Having resolved petitioner's federal ex post facto claim, over which this court has original jurisdiction, the undersigned declines to assume supplemental jurisdiction over plaintiff's state law ex post facto claim, which should also be dismissed without prejudice. See 28 U.S.C. § 1367(c)(3) (district court may decline to exercise supplemental jurisdiction over state law claims if it has dismissed all claims over which it has original jurisdiction).

V. Conclusion

For the foregoing reasons, IT IS HEREBY RECOMMENDED that:

1. Respondent's motions to dismiss (Dkt. Nos. 18, 21), should be granted;

2. Petitioner's federal due process challenge to the June 9, 2009 decision of the Board of Parole Hearings, should be dismissed;

3. Petitioner's federal ex post facto challenge to the Board's five-year deferral of a subsequent parole hearing, should be dismissed without prejudice; and

4. This court declines to assume pendent jurisdiction of petitioner's state law ex post facto challenge, which should also be dismissed without prejudice.

These findings and recommendations are submitted to the United States District Judge assigned to the case, pursuant to the provisions of 28 U.S.C. § 636(b)(l).
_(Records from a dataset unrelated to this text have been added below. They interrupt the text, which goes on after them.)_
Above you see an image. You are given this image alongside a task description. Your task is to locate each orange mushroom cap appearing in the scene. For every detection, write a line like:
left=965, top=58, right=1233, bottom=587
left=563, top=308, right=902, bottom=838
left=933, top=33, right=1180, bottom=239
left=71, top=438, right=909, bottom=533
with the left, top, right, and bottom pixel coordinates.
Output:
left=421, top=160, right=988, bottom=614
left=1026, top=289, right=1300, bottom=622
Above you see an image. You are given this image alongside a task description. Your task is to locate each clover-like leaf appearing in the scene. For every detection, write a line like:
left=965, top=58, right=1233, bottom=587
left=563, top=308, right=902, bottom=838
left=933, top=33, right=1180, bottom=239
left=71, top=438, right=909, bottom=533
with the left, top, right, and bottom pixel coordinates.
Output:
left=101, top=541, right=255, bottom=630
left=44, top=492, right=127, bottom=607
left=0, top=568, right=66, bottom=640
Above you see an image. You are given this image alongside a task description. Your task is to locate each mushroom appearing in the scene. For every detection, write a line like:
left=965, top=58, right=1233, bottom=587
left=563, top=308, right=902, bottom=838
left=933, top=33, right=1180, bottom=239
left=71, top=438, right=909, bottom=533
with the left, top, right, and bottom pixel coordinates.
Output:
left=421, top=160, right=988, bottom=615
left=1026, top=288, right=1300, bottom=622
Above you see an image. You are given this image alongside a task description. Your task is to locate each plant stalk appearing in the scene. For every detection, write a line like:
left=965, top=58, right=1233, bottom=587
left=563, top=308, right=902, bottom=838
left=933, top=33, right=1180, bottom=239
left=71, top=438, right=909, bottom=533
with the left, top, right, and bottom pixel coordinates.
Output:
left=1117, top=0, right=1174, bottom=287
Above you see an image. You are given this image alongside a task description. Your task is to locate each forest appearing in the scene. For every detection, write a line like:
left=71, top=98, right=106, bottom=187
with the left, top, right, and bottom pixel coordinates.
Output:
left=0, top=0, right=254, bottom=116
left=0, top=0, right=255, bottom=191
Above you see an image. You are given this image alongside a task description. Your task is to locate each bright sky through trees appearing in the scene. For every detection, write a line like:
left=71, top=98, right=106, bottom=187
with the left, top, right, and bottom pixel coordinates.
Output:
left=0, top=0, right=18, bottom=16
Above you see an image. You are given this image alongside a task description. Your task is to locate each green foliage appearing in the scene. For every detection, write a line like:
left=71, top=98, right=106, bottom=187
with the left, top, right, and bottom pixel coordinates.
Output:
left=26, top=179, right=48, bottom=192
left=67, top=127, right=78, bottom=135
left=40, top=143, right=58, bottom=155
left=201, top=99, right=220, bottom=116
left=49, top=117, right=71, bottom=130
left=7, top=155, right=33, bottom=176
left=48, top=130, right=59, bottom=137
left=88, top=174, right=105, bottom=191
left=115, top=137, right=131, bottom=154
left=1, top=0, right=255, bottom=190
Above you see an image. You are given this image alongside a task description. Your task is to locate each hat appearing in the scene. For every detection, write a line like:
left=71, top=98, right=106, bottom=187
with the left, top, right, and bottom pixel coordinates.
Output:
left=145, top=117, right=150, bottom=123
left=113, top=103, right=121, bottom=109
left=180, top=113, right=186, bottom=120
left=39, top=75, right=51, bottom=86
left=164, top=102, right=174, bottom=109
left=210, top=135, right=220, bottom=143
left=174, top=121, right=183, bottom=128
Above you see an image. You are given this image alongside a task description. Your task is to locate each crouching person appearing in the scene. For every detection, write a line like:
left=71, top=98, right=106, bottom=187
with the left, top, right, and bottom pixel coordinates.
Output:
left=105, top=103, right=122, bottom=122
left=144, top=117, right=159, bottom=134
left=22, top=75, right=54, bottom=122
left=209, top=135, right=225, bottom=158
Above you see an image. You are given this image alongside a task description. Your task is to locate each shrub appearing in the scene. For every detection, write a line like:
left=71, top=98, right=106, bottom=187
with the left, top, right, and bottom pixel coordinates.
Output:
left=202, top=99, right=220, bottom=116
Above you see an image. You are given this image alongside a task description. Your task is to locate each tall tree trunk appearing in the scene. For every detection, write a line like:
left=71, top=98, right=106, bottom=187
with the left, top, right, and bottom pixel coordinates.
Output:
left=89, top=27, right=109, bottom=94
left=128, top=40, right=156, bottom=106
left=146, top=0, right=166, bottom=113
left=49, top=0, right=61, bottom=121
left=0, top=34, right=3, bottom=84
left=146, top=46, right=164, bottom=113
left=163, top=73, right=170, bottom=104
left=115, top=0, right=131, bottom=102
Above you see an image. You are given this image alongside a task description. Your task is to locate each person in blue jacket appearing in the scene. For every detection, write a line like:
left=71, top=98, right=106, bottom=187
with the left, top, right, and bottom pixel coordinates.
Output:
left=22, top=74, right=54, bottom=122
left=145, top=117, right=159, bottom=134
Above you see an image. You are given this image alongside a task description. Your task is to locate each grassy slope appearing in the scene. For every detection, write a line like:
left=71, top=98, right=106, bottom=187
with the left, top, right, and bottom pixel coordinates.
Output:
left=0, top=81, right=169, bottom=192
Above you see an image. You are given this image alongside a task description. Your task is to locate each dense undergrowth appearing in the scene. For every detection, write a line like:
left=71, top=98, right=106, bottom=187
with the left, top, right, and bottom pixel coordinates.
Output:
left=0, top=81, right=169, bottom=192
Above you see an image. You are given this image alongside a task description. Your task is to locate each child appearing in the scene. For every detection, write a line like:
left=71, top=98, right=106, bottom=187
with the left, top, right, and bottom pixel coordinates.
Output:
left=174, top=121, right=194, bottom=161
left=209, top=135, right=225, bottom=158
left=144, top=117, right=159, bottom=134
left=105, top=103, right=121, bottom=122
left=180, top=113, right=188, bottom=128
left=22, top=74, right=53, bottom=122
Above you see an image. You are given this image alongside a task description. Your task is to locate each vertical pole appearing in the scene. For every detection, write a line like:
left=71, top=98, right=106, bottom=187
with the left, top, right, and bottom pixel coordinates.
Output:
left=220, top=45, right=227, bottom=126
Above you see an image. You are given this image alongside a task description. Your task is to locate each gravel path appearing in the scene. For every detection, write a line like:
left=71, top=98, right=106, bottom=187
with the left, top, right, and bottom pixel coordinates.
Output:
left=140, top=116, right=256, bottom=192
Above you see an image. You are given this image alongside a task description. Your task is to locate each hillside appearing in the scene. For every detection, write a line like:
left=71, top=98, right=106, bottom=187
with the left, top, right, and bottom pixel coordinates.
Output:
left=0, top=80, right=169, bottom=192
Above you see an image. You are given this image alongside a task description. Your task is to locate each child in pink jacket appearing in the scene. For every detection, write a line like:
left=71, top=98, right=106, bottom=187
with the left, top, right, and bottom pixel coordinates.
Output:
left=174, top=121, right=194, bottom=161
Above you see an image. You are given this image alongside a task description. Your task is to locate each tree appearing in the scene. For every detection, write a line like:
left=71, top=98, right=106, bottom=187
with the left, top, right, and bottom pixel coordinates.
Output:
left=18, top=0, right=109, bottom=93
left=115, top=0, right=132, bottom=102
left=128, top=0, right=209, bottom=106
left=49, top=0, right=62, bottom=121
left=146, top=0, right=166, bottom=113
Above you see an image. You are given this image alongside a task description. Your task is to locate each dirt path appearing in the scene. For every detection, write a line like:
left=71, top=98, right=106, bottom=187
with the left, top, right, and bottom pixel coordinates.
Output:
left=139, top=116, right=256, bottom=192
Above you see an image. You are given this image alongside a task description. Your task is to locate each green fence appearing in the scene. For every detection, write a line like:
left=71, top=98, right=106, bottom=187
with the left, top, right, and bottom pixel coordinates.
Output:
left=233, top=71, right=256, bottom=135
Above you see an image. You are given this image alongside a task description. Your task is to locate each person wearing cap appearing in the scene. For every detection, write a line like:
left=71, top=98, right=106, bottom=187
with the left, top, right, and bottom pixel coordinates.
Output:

Within fourteen days after being served with these findings and recommendations, any party may file written objections with the court and serve a copy on all parties. Such a document should be captioned "Objections to Magistrate Judge's Findings and Recommendations." Any response to the objections shall be filed and served within 14 days after service of the objections. The parties are advised that failure to file objections within the specified time may waive the right to appeal the District Court's order. Martinez v. Ylst, 951 F.2d 1153 (9th Cir. 1991).

Should petitioner file objections, he may address whether a certificate of appealability should issue in the event petitioner files an appeal of the judgment in this case. See Rule 11, Federal Rules Governing § 2254 Cases (the district court must issue or deny a certificate of appealability when it enters a final order adverse to the applicant). A certificate of appealability may issue under 28 U.S.C. §2253 "only if the applicant has made a substantial showing of the denial of a constitutional right." 28 U.S.C. § 2253(c)(2).